Huawei Marine, a global submarine cable networks provider, is in the process of completing the initial work required to build a new submarine cable that will connect South Asia with East Africa and beyond.
This includes the Desk Study and Marine Survey works which will determine feasibility of the planned undersea cable.
Once approved, Huawei Marine and investor Tropic Science will construct the Pakistan East Africa Cable Express (PEACE) submarine cable between the two continents, according to TechCentral.
Work has already commenced on the project, following a contract signed between Huawei Marine and Tropic Science in November, and construction is expected to be complete by the fourth quarter of 2019.
Connecting to Asia in the Pakistani cities of Gwadar and Karachi, the cable is planned to connect to Kenya, Djibouti and Somalia on the East African coast.
That initial phase will involve cable spanning around 3,852 miles, with a second phase extending connections to South Africa and Europe, bringing the total length to more than double that of the first phase.
Mao Shengjiang, chief operating officer of Huawei Marine, expressed his pleasure at the start of the project.
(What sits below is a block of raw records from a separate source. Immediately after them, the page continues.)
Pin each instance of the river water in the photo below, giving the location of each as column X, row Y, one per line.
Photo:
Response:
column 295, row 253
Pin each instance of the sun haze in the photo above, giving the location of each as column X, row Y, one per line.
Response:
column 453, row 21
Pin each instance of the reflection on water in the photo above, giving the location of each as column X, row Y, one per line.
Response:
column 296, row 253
“We are pleased to commence work on this important project to ensure a timely delivery programme,” said Shengjiang, according to Businesstech.
“Our customer-centric focus and commitment to quality and on-time delivery, is a hallmark of our company values. I would like to thank Tropical Science and our other partners for their trust in Huawei Marine,” he added.
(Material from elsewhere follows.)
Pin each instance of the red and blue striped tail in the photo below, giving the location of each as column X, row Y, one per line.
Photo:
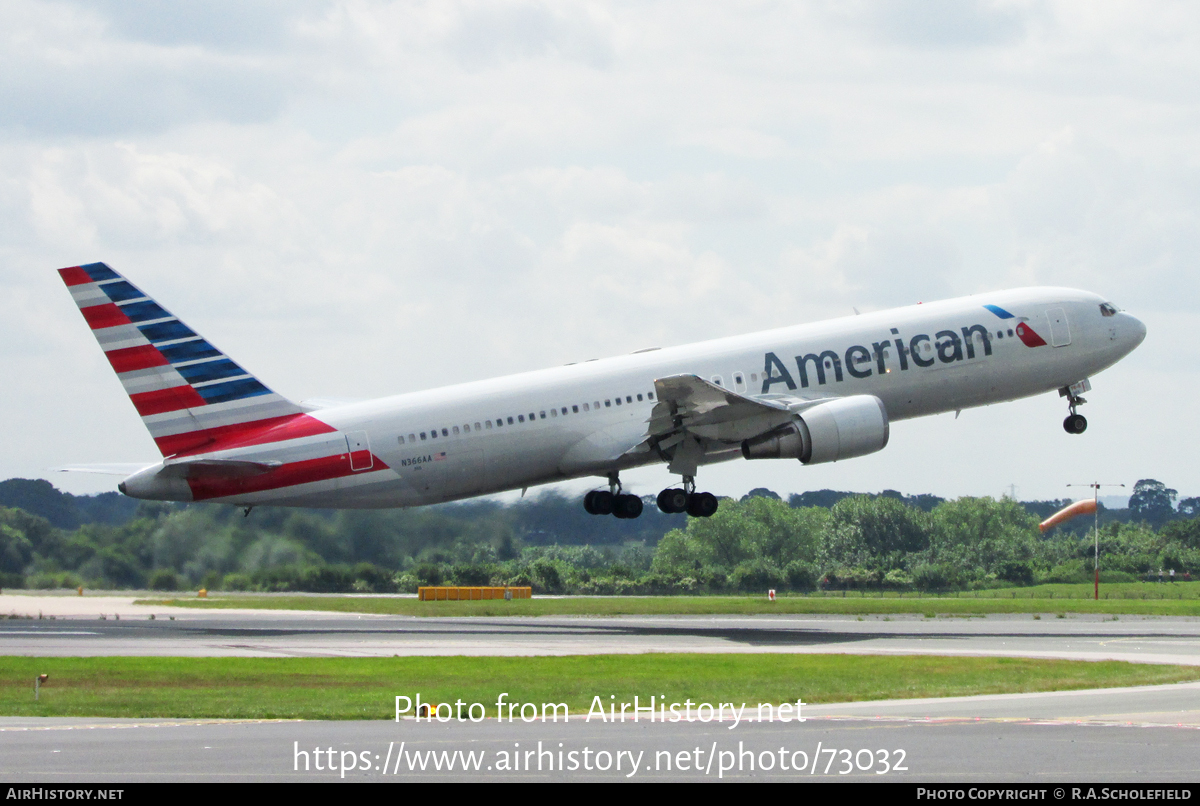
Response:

The undersea cable system will be based on 200G DWDM technology, and once completed the Pakistan East Africa Cable Express cable will have an ultimate design capacity of up to 60Tbit/s.
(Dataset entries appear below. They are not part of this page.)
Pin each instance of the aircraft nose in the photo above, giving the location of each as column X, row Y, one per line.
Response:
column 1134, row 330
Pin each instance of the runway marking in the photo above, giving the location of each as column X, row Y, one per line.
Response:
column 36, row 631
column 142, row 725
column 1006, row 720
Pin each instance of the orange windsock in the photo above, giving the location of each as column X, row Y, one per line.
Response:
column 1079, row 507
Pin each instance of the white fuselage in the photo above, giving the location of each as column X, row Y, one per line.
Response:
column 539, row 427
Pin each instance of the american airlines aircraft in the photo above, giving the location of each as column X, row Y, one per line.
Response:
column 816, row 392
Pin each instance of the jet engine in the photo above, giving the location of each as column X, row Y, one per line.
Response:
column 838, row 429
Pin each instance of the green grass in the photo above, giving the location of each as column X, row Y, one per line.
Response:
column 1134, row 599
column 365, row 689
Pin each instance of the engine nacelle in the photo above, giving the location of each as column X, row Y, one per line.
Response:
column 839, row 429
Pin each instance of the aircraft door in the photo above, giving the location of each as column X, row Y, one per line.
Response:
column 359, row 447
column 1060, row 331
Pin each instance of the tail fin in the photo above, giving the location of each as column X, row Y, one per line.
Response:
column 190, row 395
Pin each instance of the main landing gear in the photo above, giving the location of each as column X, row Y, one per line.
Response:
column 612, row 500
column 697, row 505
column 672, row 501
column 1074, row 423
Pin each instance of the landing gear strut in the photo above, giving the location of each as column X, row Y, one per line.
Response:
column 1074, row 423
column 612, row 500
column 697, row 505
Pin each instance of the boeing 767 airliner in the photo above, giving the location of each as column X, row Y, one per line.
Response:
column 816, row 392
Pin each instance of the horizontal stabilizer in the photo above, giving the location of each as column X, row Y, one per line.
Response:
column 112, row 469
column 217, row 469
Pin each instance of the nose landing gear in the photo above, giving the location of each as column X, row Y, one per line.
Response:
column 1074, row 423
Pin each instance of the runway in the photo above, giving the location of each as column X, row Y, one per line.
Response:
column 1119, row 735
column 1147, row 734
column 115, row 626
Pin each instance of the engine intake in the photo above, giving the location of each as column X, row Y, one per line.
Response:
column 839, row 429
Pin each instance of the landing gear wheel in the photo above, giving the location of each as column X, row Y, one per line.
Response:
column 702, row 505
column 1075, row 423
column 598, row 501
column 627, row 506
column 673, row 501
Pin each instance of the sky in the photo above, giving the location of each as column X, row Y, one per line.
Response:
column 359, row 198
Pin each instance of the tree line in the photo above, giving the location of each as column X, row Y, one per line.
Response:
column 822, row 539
East Africa is already served by two submarine cable systems at the moment, with Eassy and Seacom in operation, while others are in the pipeline for the region.
The high speed telecommunications system is being built by Alcatel Submarine Networks and Indian Ocean Exchange Cable, with work underway to connect Mauritius, Rodrigues, Reunion, India and South Africa via high speed cable.
The Indian Ocean Exchange Cable System will be around 5,500 miles long will be completed in 2019, becoming the first open-access cable system in the region, the companies said.
The new high speed cable will enhance communication capabilities along the India-to-South Africa route, connecting with current and future submarine networks for further connectivity to the West coast of Africa, Middle East, Europe, U.S. and other parts of Asia.